Issue of the week: Who gets Fannie’s and Freddie’s profits?

Fannie Mae’s and Freddie Mac’s shareholders want their money back.

Fannie Mae’s and Freddie Mac’s shareholders want their money back, said Gretchen Morgenson in The New York Times. Few investors would “buy stock in a company that barred you from sharing in its future earnings.” After all, “participating in the upside is what stock ownership is all about.” But shareholders in the two government-sponsored mortgage enterprises can’t do so, thanks to a 2012 government restriction that bars investors from receiving Fannie’s and Freddie’s profits.

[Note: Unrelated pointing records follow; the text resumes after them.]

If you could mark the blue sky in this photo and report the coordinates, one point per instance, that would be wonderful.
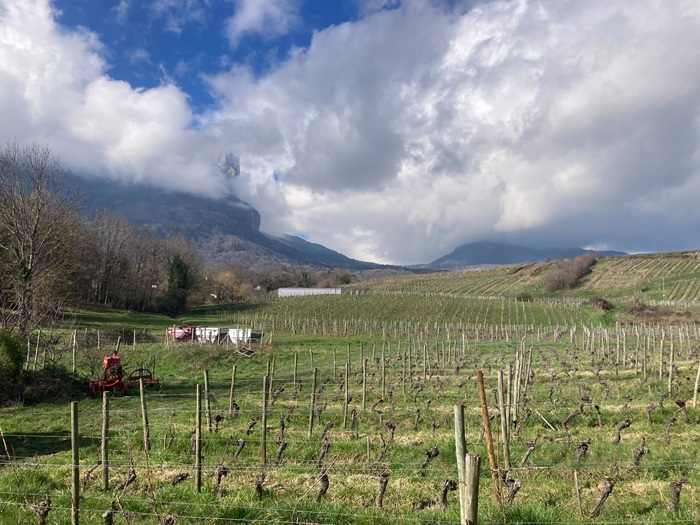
(151, 42)
(388, 130)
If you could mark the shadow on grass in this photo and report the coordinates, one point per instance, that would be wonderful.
(41, 444)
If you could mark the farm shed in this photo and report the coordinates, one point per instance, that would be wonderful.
(295, 292)
(219, 335)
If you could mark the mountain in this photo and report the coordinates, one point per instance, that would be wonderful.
(492, 253)
(225, 231)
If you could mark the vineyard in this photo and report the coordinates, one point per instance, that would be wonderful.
(346, 412)
(671, 276)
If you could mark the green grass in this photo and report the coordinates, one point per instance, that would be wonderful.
(462, 322)
(547, 494)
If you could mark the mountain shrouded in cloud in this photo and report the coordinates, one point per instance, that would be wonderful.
(392, 132)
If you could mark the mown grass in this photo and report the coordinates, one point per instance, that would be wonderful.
(40, 464)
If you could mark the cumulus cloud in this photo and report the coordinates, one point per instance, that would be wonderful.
(54, 90)
(554, 122)
(177, 13)
(416, 127)
(268, 19)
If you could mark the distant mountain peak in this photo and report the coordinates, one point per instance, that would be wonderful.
(230, 165)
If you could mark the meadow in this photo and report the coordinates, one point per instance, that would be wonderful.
(591, 400)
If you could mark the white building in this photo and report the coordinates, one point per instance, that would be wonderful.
(295, 292)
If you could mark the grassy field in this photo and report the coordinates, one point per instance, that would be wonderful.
(421, 341)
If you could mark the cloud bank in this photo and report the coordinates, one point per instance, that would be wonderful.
(407, 131)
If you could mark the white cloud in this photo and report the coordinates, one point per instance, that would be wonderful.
(397, 136)
(266, 18)
(422, 129)
(178, 13)
(54, 90)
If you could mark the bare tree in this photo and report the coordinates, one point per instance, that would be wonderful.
(39, 230)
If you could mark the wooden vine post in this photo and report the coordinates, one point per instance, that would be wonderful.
(468, 472)
(489, 438)
(198, 442)
(105, 441)
(207, 403)
(263, 439)
(504, 422)
(347, 394)
(313, 400)
(364, 385)
(231, 398)
(75, 448)
(144, 418)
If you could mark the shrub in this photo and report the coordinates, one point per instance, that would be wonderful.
(568, 273)
(11, 351)
(601, 304)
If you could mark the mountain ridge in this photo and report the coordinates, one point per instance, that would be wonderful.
(227, 231)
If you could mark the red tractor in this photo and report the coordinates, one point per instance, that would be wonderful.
(114, 378)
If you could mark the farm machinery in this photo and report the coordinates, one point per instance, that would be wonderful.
(115, 379)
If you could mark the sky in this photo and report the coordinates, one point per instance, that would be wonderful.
(389, 130)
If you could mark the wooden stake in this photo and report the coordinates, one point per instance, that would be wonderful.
(231, 396)
(489, 438)
(263, 439)
(75, 447)
(198, 442)
(144, 417)
(105, 441)
(207, 403)
(313, 400)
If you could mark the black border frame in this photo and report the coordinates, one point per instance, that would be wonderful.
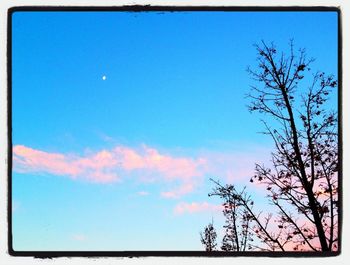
(150, 8)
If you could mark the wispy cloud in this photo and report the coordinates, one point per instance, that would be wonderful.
(180, 174)
(96, 168)
(109, 165)
(143, 193)
(79, 237)
(196, 207)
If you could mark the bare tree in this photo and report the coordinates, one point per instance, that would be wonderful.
(208, 238)
(237, 226)
(302, 180)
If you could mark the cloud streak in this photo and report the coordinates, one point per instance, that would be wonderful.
(180, 174)
(109, 165)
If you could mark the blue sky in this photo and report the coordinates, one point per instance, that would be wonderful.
(174, 90)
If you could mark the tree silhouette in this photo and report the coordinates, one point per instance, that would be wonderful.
(238, 219)
(208, 238)
(302, 180)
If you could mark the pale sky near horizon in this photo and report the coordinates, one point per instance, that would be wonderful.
(120, 119)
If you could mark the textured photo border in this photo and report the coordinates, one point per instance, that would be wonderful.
(150, 8)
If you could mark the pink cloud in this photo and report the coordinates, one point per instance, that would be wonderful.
(96, 168)
(108, 165)
(196, 207)
(143, 193)
(79, 237)
(181, 174)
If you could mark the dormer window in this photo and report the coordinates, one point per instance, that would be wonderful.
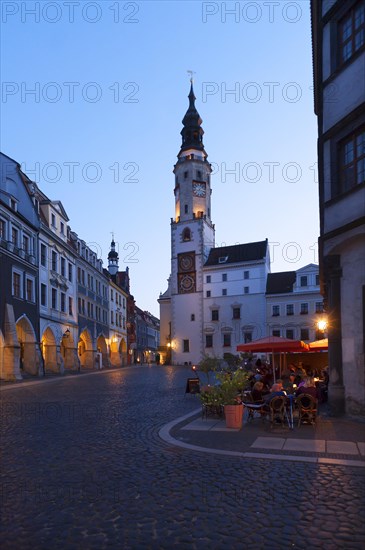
(186, 234)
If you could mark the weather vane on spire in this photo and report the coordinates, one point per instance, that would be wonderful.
(191, 73)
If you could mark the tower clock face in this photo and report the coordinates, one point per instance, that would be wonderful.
(199, 189)
(187, 283)
(186, 262)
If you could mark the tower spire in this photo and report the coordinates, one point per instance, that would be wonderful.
(113, 258)
(192, 132)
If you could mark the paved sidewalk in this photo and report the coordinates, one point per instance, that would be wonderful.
(331, 441)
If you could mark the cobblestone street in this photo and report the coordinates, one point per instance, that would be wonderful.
(83, 467)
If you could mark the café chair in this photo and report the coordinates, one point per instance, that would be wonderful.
(253, 407)
(307, 409)
(277, 408)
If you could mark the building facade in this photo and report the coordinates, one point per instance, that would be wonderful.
(19, 315)
(338, 39)
(92, 305)
(234, 296)
(294, 304)
(57, 288)
(118, 347)
(219, 297)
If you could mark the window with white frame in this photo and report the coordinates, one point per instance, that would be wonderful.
(43, 255)
(227, 340)
(2, 229)
(54, 260)
(14, 236)
(247, 337)
(304, 280)
(43, 294)
(304, 309)
(26, 243)
(352, 32)
(54, 298)
(29, 289)
(275, 311)
(17, 284)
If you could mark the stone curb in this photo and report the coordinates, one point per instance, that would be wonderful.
(57, 378)
(165, 435)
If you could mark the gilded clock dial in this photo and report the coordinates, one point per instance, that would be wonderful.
(187, 283)
(199, 189)
(186, 263)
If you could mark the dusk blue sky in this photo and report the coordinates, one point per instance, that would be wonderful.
(111, 86)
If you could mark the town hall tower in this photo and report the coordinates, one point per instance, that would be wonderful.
(192, 237)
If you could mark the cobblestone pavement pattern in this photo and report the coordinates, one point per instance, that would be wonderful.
(83, 467)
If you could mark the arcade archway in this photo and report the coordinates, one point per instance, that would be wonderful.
(85, 350)
(30, 357)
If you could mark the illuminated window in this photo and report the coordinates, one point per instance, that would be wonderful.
(352, 32)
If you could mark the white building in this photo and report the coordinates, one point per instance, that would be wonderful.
(338, 37)
(57, 288)
(117, 314)
(234, 296)
(294, 304)
(216, 297)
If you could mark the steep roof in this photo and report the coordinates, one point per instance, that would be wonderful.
(280, 283)
(237, 253)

Back then, stockholders “had little hope of making much money.” But now Fannie and Freddie are booming, and instead of sharing the wealth, the government is “siphoning off the entities’ profits.” The hedge fund Perry Capital is leading investors in a federal lawsuit challenging the government’s rule, claiming it amounts to a “backdoor nationalization of the companies” without providing any compensation for shareholders.

Fannie’s and Freddie’s stock prices rose by 950 percent last year, said Patrick Morris in Fool.com. Yet these companies “operate with a total disregard for common shareholders by returning all profits to the U.S. Treasury.” And regardless of the court case, there’s no reason to think that will change soon. Legislators on both sides of the aisle, along with President Obama and Freddie and Fannie officials, have made it clear that they’re focused on benefiting taxpayers, not shareholders. Shareholders had better realize that for these housing giants, “the days of wild speculation and surging stock prices are over.”